A source Lam referenced was, “The Liturgical Year,” by Adolf Adam. It said, “Abstinence from meat and wine was added later on, as was abstinence from dairy products (milk, butter, cheese and eggs), in many countries, until the Middle Ages and beyond.”

The practice of abstaining from meat during Lent used to include not only flesh, but also things that “came from flesh.” This included eggs, milk and any other dairy product. However, rules have become more lax in recent years.

Catholics fast and abstain in honor of when Jesus fasted for 40 days and 40 nights in the desert. The spiritual meanings of fasting vary by person and denomination, but the history on how some traditions began is more objective.

Andrew Gallavan, a senior in the technical and professional communication program, believes that the reasons for this can be both biblically and historically based.

“I was told that fish was acceptable for two reasons. The first being when Jesus blessed a couple fish and loaves of bread, he was miraculously able to feed 500,” said Gallavan. “The second was due to the fact that it wasn’t practical to ask people to give up such a significant part of their diet.”

Father Daren Zehnle, pastor of St. Patrick parish in Girard, Ill., believes there is a historical context for why fish is acceptable. He referenced a statement from the fifteenth century by John Myre in his Liber Festivalis which said, “For when God, for Adam’s sin, cursed the earth and the land, he cursed not the water; wherefore it is lawful for a man to eat in Lent that which cometh of the water.”

Resources such as give credence to the fact that meat is not acceptable because it is flesh, and dairy products were not be allowed because they “came from flesh,” here is a reason given as to why fish is acceptable. Because eggs used to be prohibited as well, this is also the reason why eggs are a common gift on Easter, because it is the first day in 40 days that Catholics can eat these.

This practice is not exclusive to Catholics. Eastern Orthodox Christianity has a similar practice of fish being allowed, but meat seen as unacceptable. This suggests that this practice pre-dates the East-West Schism, which took place around the eleventh century.

Father Alexander Kutcha, an Eastern Orthodox priest, said, “[fasting rules] predate the Schism and really even the birth of the Church.

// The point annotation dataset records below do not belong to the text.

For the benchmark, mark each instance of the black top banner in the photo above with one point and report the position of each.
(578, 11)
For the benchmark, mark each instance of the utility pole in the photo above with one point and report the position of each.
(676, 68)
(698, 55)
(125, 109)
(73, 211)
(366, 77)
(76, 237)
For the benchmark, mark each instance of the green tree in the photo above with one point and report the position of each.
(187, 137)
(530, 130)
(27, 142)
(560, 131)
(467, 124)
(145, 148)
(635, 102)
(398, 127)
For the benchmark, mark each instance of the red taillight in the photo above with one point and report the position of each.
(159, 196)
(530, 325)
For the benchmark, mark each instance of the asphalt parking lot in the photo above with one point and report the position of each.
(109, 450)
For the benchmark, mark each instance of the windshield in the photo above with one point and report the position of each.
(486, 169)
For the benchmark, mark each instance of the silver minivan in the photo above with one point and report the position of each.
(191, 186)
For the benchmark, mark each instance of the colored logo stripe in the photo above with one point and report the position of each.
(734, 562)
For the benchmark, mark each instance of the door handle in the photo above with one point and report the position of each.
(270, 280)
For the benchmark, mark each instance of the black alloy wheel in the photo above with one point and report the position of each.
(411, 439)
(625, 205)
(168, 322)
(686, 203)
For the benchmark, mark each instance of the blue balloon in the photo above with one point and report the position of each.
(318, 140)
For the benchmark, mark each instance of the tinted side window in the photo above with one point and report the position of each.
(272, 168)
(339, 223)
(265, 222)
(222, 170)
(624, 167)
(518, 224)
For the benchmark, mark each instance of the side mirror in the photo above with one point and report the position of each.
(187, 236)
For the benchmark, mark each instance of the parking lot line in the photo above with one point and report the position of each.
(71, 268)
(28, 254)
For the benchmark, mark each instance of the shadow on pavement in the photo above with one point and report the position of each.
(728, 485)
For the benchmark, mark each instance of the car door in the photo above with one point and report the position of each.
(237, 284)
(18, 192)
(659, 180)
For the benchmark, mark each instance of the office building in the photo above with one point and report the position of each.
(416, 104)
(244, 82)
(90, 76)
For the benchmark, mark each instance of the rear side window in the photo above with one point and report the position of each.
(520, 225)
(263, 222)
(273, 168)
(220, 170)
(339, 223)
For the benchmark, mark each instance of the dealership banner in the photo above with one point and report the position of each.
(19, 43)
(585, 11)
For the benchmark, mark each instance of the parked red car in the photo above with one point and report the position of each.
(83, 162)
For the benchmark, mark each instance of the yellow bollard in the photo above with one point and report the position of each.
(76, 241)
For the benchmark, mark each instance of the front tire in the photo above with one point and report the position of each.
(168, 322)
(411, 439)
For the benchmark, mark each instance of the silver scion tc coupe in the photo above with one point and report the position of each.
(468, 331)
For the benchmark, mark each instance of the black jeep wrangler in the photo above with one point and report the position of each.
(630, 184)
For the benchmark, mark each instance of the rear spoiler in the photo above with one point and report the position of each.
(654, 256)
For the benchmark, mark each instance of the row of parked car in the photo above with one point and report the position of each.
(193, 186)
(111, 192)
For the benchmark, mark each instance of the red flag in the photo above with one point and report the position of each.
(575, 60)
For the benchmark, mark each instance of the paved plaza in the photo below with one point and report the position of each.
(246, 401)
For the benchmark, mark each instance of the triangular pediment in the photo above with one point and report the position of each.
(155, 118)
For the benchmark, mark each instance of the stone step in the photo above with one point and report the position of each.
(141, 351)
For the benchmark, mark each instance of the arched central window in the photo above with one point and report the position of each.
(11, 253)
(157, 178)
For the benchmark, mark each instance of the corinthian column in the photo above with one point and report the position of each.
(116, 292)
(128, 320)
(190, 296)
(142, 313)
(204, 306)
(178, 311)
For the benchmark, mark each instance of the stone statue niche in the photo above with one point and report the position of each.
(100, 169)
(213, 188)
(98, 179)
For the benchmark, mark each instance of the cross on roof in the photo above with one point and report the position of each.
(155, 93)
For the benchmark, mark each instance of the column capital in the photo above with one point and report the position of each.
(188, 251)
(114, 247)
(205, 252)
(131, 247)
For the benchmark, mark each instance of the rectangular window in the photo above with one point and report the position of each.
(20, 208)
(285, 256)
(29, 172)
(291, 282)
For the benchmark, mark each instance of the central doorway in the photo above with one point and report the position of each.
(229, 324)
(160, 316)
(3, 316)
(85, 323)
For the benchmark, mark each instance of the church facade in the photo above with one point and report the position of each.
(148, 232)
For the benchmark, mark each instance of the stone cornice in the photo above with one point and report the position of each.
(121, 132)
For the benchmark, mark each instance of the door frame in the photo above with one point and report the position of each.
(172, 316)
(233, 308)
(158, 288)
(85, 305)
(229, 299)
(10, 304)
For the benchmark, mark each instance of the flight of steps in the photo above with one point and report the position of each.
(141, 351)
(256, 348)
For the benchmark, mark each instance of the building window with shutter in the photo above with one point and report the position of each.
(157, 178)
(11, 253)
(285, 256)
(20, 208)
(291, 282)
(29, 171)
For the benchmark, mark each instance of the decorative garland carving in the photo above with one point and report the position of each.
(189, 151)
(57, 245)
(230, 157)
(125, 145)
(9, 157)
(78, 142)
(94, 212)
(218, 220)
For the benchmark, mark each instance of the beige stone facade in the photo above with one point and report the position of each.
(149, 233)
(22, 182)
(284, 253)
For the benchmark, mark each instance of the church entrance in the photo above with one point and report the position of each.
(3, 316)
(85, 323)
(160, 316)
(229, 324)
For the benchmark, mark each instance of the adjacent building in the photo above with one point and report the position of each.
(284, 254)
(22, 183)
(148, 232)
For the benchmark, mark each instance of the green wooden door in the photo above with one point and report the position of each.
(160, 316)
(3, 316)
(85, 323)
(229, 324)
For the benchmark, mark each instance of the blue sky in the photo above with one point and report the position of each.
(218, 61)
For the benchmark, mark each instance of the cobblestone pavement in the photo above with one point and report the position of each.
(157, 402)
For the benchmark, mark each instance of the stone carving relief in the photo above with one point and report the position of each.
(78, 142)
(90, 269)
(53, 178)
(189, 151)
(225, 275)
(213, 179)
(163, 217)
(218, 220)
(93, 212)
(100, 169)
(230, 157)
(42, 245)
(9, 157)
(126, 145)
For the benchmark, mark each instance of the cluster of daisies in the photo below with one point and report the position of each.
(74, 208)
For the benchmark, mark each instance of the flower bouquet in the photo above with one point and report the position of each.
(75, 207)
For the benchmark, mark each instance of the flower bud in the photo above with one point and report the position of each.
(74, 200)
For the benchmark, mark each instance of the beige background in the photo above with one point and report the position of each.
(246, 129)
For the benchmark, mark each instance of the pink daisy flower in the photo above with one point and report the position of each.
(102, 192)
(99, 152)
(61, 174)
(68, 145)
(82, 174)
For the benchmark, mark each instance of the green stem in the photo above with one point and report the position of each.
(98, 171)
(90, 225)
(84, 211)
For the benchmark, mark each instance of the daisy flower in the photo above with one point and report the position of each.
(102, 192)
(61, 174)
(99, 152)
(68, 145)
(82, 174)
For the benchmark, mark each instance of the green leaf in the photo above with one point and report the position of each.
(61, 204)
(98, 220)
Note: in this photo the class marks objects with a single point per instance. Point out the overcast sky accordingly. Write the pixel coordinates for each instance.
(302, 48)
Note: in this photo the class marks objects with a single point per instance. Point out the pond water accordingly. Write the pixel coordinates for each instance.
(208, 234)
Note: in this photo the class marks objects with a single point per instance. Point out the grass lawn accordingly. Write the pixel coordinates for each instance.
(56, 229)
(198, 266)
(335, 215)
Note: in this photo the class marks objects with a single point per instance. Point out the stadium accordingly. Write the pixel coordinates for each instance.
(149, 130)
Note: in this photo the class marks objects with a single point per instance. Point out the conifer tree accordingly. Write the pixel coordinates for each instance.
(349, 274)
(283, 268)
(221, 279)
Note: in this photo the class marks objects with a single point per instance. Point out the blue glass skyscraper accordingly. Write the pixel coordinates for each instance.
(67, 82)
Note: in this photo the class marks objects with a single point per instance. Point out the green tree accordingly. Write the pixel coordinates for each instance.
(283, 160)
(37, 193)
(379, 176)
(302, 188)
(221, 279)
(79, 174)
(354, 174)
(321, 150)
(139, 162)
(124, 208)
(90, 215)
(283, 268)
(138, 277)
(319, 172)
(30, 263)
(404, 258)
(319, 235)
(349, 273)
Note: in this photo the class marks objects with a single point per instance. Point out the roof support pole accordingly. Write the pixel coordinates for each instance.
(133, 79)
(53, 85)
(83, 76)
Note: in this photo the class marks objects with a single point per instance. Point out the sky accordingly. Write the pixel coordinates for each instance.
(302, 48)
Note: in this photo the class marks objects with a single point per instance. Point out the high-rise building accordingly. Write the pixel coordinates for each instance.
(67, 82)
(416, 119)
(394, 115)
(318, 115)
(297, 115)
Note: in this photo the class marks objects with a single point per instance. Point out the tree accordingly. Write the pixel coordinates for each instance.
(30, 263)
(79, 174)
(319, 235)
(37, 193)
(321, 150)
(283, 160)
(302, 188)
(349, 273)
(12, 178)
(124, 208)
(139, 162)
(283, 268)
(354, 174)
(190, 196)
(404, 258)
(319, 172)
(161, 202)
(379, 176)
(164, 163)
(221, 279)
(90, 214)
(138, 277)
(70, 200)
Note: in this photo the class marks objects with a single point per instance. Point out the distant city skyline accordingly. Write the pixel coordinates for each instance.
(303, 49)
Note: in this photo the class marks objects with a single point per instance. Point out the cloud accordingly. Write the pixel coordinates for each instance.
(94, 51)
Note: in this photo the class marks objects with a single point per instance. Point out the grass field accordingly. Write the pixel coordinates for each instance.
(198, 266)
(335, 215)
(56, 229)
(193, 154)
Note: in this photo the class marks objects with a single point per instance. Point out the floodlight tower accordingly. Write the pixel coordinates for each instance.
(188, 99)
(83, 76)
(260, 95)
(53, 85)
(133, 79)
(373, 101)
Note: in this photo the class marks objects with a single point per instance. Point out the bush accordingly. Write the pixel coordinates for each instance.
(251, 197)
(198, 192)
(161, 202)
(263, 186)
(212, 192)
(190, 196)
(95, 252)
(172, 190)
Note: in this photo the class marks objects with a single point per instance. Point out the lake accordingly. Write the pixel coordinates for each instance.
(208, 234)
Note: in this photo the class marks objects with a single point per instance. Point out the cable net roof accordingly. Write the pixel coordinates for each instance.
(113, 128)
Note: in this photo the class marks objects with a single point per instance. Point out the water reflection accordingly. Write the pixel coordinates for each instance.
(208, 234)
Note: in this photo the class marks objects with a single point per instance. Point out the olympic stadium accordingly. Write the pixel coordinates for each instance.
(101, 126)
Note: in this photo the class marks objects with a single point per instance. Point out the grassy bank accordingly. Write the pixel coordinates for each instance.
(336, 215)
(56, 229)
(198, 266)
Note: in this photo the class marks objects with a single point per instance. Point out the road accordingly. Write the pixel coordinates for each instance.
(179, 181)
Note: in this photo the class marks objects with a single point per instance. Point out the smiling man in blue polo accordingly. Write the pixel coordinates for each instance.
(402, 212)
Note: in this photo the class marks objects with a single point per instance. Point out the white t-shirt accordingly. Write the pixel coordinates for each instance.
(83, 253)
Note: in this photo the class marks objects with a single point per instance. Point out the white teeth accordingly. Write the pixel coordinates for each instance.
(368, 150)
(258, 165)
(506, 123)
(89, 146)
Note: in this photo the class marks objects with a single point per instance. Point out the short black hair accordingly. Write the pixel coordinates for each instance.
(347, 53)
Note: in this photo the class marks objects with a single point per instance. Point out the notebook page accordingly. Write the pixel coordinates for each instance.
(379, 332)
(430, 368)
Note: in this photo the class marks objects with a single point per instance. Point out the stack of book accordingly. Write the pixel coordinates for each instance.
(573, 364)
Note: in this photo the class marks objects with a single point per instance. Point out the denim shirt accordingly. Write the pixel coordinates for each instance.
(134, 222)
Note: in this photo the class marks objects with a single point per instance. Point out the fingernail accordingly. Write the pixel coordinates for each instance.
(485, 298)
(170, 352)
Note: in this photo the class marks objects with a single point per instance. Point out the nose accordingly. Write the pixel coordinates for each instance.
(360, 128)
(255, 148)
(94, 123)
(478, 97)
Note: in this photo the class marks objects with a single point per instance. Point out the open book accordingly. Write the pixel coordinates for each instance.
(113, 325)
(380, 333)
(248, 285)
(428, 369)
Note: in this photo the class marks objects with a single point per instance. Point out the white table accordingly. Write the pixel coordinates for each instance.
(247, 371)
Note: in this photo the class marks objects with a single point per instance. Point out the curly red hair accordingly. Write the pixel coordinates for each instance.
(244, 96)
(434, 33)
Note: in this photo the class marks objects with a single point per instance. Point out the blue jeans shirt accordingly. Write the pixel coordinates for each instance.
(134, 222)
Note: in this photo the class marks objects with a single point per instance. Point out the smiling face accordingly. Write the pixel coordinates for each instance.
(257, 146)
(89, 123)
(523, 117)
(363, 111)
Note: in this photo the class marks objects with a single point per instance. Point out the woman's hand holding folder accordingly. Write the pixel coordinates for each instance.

Fasting has always been a part of our human religious experience.”

Gallavan also said that he finds that only giving up meat during Lent is very easy, so he practices “David’s Fast,” which includes meat and any wheat based product.

While historical texts and biblical references leave room for interpretation for this practice, those who practice it often do so for spiritual reasons, not historical ones.